Each of these specimens are contained in single cells, with soundproof glass and walls and a small vent for air (closed, in the case of the Flood specimens) and secondary vents for releasing gasses into the chamber. They cannot see each other, unable to see the flat walkway. The walkway`s grey steel has no protrusions until the control panels are raised, which they rarely are. I could walk on the glass, just stroll across and place feet upon their ceiling. Only the movement of my head as it looks into other cells lets them know they are not alone. They`d be less comforted if they knew their neighbours.

They'd kill each other before we did if they ever managed to break out.
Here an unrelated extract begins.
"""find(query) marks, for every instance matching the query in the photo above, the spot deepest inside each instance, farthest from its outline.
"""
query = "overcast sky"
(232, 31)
But then the ramp slopes down to the next floor, and the corridor stretches for two hundred meters, each side about sixteen meters deep with an eight foot high ceiling. The floor here is glass as well as the walls, allowing me to see the second floor of the ratway, as the chambers are called. Here forty-two recruits live and socialise. Each third of the population here is different, one third female human, another male human and the last male Sangheili. The recruits here were not abducted like the specimens. A few wave, smiling. One salutes. They have clothes here, rooms that are reasonably private and during authorised hours have training areas they can go to. It`s late, at the moment, curfew time but the number of recruits visible is still only just two dozen, some already asleep. They will be our next generation of soldiers, supporting our operations. They are oblivious to the specimens only twenty meters of modern steel away. I get a flicker of a smile from that, remembering the tests. Six Scorpions, four Wraiths, five Hornets and two gauss Warthog`s once fired at five meters of the same material for four full hours. They stripped the paint and made around a half a meter deep crater in the surface. By the time I`d done reminiscing I am walking out the door to the primary warehouses, onto the catwalks covering the higher reaches. Here the weapons and ammo, pre-fabricated structures, building materials, generators, boost modules, armour and vehicles are being processed for deployment. The process will take another few days, perhaps a week. I look at the new Gungooses being taken apart and processed, wondering how these new armaments will advance us.

By the time I reach the staff compartment of Idlehope station and manage to find my bed my mind is spinning, the thoughts of my deployment tugging at my mind. I have hours now, measurable on one hand's fingers. And this war is only just starting, the battle front widening and widening. We know we shall never know total victory, not in our existence. But perhaps the next will have better luck if we can just persevere longer, hold out until the end is undeniable. If we can just hold out.

I lay back, my head hitting the pillow and close my eyes, wondering how long my thoughts would torment me tonight, with broken shards of false ideals long abandoned, a pile of skulls staring out from the glass case nearby.